Ein stetiges und bisher nicht zu lösendes Problem sind die Kosten. Das Bildungsministerium bezuschusst Berliner Privatschulen zu 93 Prozent. Die restlichen sieben Prozent der Kosten müssen also über das Schulgeld akquiriert werden. So liegt der monatliche Mindestkostenbeitrag pro Schüler:in immer noch bei 180 Euro – ein Betrag, der mehr als der Hälfte der Schüler:innen der EMA Sorgen bereitet. Das sind entweder Selbstverdiener:innen oder Beziehende von Schülerbafög. Währenddessen steigen bekanntermaßen die Lebenshaltungskosten seit ein paar Jahren stark durch den Ukrainekrieg, Inflation und Corona.

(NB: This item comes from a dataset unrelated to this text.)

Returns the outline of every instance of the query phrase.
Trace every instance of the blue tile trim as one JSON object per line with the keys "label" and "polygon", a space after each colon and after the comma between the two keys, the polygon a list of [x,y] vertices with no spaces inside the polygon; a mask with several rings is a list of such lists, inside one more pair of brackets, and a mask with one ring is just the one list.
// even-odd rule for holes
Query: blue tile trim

Nicht nur treffen an der EMA junge Menschen aus gut betuchten Waldorfelternhäusern in Zehlendorf auf ehemalige Staatsschüler:innen, die sich zu sechst eine Zwei-Zimmer-Wohnung im Wedding teilen. Die Schulgemeinschaft besteht aus Menschen mit Migrationsvorder- und hintergrund, Geflüchteten, Kindern von Eltern der dritten Generation türkischstämmiger Berliner:innen, Juden und Jüdinnen, Muslimen und Muslima, christlich geprägten Schüler:innen. Obwohl das eine Mischung ist, die auch das Potential für große Konflikte hat, wünscht sich Nicolas Michél Müller, dass alle Waldorfschulen so wären wie die Emil Molt Akademie. Um eine Heile-Welt-Bubble handele es sich hier nicht: «Die sozialen Konflikte im Weltgeschehen sind bei uns vor Ort stark spürbar.» So entstand nach dem 7. Oktober 2023 helle Aufregung in seiner Klasse, in der eine Schülerin aus Gaza und eine jüdische Schülerin saßen. «Es gibt einfach Konflikte, die komplex und auch überfordernd sind. Da muss man sich fortbilden, trauma-informiert sein und ein starkes Kollegium haben.» Intern gäbe es für solche Themen Fortbildungen, zuletzt gab es eine über psychische Erkrankungen: «Seit Corona sind psychische Erkrankungen exorbitant unter unseren Schüler:innen gestiegen», stellt Müller fest. Zwar seien die Strategien und Maßnahmen im Umgang mit den sozialen Herausforderungen an der Schule ausbaufähig, «aber wir sind auch ein spezielles Kollegium», so Müller. Viele bringen aus ihrer persönlichen oder beruflichen Biografie Erfahrungen mit, die dabei helfen, mit Menschen aus so verschiedenen Milieus zusammen zu arbeiten. Dennoch wünscht sich Müller fest integrierte Fortbildungen und vor allem Sozialarbeiter:innen. Die Lage werde immer extremer.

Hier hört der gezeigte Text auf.